Controtempo
Il significato del titolo dell’ultima fatica registica di Christopher Nolan è misterioso, criptico al pari della propria essenza. Per una possibile spiegazione rimandiamo il lettore ad una ricerca via web sul cosiddetto Quadrato del Sator e le sue molteplici chiave di letture, tenendo ben presente che in Tenet Andrei Sator (un Kenneth Branagh non indimenticabile) è il nome del fantomatico oligarca russo antagonista del protagonista interpretato da John David Washinghton. Un uomo ambiguo e ricchissimo, Sator, convinto che l’umanità non sia degna di redenzione, meritando così l’estinzione e un nuovo inizio.
Tenet è la parola. Tenet è misticismo, incrollabile fede. Tenet è un possibile futuro. Una lotta continua contro un nemico visibile, Sator appunto, ed un altro invisibile, imbattibile. Contro il quale tutti combattiamo strenuamente sino al nostro ultimo respiro. Il tempo. Quel tempo ingovernabile, ingestibile, che ci fa invecchiare minando inesorabilmente il nostro fisico e peggiorando (forse) il nostro senso etico. La filosofia insita in Tenet è che il tempo può essere modificato. Esistono delle porte attraverso le quali è possibile tornare indietro, nuotando a ritroso nel flusso esistenziale. Una suggestione che Nolan rende visivamente in maniera magistrale, mediante sequenze di una perfezione tecnica così elevata che si scolpiscono immediatamente nella retina di chi guarda estasiato. Compreso un inseguimento autostradale “controtempo” da lasciare senza fiato e parole.
C’è dunque, come premesso, un “eroe” – diamo al termine una nuova lettura, più ampia – senza nome. Una sorta di Messia (finalmente afroamericano) che si batte strenuamente per mettere ordine in un Caos millenario che prosegue perche il Tempo e la Storia non hanno insegnato nulla all’umanità. Altro è meglio non dire, perché suonerebbe quantomai superfluo. E Tenet, avviso ai naviganti, è un’opera difficile da espugnare, in quanto a significato ultimo. Proprio, come detto, al pari del titolo che gli appartiene. Un film che potrebbe dare ulteriore fiato ai detrattori di Nolan, quelli convinti dell’estrema auto-referenzialità del suo cinema. Il cinema di un genio convinto di essere tale. Sempre altero, forse presuntuoso. Ma di una grandezza inimmaginabile per chiunque altro, oggi.

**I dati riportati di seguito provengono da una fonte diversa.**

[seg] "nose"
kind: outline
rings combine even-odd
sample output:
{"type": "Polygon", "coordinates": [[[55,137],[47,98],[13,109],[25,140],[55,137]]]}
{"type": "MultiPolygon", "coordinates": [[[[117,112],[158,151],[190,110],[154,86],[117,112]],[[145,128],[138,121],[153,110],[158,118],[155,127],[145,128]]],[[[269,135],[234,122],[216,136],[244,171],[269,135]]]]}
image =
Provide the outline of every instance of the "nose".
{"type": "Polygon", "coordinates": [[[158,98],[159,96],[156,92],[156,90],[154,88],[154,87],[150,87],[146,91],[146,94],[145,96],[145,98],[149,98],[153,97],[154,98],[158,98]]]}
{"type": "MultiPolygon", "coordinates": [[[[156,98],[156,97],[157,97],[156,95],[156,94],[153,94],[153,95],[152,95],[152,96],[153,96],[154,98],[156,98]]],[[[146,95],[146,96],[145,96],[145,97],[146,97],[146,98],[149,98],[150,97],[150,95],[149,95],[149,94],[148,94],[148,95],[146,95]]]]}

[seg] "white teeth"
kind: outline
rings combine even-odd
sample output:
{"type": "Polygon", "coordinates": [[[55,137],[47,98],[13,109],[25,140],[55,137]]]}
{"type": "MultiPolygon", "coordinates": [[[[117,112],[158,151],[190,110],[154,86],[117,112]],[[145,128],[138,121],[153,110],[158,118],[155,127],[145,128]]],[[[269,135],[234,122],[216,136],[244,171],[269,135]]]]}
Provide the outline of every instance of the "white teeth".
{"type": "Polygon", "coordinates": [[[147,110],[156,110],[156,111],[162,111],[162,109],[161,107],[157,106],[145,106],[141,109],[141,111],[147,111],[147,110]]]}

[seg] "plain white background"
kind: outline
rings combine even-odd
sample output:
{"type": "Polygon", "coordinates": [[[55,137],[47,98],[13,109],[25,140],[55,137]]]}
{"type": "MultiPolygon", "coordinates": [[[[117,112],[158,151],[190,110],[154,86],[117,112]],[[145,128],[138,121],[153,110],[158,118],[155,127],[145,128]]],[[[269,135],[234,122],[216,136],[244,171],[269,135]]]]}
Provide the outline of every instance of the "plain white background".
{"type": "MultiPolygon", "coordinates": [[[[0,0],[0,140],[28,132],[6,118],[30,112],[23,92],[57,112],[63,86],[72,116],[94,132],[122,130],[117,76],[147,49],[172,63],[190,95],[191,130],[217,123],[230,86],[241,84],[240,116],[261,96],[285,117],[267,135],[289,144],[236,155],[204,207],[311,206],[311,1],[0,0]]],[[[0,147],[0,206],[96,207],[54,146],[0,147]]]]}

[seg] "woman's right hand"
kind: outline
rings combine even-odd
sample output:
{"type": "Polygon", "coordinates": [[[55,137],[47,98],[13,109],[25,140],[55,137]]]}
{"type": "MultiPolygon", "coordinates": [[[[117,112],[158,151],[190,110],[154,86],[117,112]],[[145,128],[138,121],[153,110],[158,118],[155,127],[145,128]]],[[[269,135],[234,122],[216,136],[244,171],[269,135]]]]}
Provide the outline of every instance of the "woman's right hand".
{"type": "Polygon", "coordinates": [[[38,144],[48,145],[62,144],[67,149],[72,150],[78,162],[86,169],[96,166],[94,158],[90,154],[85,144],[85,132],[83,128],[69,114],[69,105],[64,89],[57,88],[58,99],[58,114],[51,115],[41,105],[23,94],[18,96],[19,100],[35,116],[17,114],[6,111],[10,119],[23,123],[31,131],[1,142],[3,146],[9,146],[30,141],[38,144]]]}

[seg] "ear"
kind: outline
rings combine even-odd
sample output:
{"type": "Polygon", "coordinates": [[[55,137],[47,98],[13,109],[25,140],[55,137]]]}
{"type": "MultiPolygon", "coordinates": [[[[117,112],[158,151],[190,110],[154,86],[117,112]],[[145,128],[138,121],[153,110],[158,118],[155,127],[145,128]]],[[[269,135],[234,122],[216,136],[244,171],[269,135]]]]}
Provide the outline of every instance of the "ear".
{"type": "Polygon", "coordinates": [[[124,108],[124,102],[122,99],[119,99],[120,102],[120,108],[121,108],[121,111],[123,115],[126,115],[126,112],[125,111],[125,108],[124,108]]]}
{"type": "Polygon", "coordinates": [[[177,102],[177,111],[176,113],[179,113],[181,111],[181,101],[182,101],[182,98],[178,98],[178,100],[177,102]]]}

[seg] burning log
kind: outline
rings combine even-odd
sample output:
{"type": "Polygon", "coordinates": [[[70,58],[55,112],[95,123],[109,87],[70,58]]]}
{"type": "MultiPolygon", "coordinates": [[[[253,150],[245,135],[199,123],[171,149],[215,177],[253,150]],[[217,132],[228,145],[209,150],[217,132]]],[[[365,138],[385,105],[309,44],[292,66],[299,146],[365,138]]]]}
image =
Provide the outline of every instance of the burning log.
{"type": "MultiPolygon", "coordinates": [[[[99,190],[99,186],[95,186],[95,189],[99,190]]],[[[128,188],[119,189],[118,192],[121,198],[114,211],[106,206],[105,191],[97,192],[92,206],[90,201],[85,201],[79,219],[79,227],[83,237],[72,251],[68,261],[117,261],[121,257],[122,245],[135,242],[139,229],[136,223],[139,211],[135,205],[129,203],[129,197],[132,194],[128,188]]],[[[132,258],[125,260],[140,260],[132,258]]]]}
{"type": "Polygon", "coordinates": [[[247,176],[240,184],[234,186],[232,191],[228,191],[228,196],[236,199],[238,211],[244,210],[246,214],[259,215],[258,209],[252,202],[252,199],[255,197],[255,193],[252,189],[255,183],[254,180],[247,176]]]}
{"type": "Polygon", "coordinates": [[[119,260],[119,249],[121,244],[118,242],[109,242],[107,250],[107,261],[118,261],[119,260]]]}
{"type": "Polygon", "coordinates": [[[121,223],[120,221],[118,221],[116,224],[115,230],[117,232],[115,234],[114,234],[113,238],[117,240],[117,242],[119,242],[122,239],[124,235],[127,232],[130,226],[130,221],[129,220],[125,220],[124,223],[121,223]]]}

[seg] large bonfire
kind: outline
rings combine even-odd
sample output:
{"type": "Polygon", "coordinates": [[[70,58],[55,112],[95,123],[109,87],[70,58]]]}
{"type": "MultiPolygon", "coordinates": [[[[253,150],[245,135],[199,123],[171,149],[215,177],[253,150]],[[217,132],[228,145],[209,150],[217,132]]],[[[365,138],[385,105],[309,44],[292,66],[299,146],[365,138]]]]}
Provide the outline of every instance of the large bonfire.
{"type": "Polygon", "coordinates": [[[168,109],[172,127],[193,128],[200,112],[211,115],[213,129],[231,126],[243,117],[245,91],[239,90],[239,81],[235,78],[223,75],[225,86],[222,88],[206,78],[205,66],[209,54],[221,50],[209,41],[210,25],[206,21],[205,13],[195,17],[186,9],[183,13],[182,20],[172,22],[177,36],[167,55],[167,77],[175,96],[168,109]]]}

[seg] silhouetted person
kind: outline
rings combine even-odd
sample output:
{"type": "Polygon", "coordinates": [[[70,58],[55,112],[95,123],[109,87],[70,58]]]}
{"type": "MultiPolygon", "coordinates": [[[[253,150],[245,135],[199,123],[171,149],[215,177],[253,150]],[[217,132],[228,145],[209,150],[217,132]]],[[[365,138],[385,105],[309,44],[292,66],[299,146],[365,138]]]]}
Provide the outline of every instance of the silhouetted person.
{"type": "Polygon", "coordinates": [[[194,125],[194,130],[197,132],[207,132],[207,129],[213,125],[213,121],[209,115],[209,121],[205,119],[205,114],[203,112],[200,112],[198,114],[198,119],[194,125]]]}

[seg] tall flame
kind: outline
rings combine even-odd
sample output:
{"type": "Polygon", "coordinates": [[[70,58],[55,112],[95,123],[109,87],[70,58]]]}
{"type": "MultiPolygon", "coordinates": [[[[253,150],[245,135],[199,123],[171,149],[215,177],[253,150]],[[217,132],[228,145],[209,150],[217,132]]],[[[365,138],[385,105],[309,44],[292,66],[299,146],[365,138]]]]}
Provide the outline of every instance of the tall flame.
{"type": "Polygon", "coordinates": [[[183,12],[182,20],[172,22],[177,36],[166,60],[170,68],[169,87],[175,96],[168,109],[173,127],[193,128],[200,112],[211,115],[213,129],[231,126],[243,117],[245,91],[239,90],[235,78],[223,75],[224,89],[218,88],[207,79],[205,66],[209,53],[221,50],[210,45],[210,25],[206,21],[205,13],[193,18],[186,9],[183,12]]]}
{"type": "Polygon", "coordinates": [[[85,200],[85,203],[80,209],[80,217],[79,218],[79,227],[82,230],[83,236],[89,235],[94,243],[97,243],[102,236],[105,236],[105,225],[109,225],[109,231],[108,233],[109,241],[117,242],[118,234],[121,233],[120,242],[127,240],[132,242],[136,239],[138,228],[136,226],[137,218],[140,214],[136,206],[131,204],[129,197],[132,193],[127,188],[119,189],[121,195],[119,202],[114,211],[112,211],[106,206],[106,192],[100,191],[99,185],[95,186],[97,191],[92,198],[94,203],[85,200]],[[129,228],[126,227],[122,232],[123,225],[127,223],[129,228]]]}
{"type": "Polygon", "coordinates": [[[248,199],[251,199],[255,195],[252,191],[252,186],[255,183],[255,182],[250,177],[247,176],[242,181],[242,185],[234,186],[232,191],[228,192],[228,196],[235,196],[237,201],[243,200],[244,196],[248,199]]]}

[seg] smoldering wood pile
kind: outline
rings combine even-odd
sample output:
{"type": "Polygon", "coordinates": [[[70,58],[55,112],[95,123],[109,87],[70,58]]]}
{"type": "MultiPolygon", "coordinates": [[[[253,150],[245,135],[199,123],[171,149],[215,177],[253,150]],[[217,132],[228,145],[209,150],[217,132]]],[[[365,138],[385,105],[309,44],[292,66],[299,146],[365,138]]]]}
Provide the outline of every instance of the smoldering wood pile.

Tenet guarda dunque al domani tenendo ben presente l’oggi. Un po’ come fece Michael Mann nell’incompreso Blackhat – opera con il quale il film di Nolan possiede molti punti in comune, anche e soprattutto ad una lettura simbolica – Tenet racconta lo stato delle cose, ma in chiave futuristica. Utilizzando il genere, che si voglia definire action, noir, spy-movie, sci-fi sarebbe tutto da stabilire, per rompere gli argini ed approdare a qualcosa di totalmente differente. Sono presenti le ossessioni tipicamente nolaniane di Memento (2000), nella incapacità umana di focalizzare appieno la realtà, oppure di Inception (2010), forse a tutt’oggi la summa della poetica di Nolan nel mostrare come il medium cinematografico sia in grado di creare nuove filosofie esistenziali nonché differenti universi non solo formali. Poiché nel cinema del regista britannico c’è sempre spazio, dopo l’aspra battaglia, per una rinascita. Ce lo aveva detto la guerra epica mostrata in Dunkirk (2017), lo ribadisce con forza anche Tenet. Dove il “soldato” John David Washington – figlio d’arte quanto si vuole ma comunque attore in irresistibile ascesa – indica la strada per un nuovo futuro. Accompagnato dalla statuaria Elizabeth Debicki (pronta all’ingresso nel firmamento delle star, dopo questa performance) e da una colonna sonora firmata da Ludwig Göransson talmente ricca di suggestioni moderne da rimanere impressa nelle orecchie ben oltre la visione.
Se Tenet diventerà un classico al pari degli altri lungometraggi di Nolan questo sarà il tempo, il “maledetto” tempo, a dircelo. Nel frattempo gustiamoci, dopo le note traversie sanitarie, un ritorno al cinema in grande stile. Spettacolare e complesso come solo pochi grandi film riescono ad essere.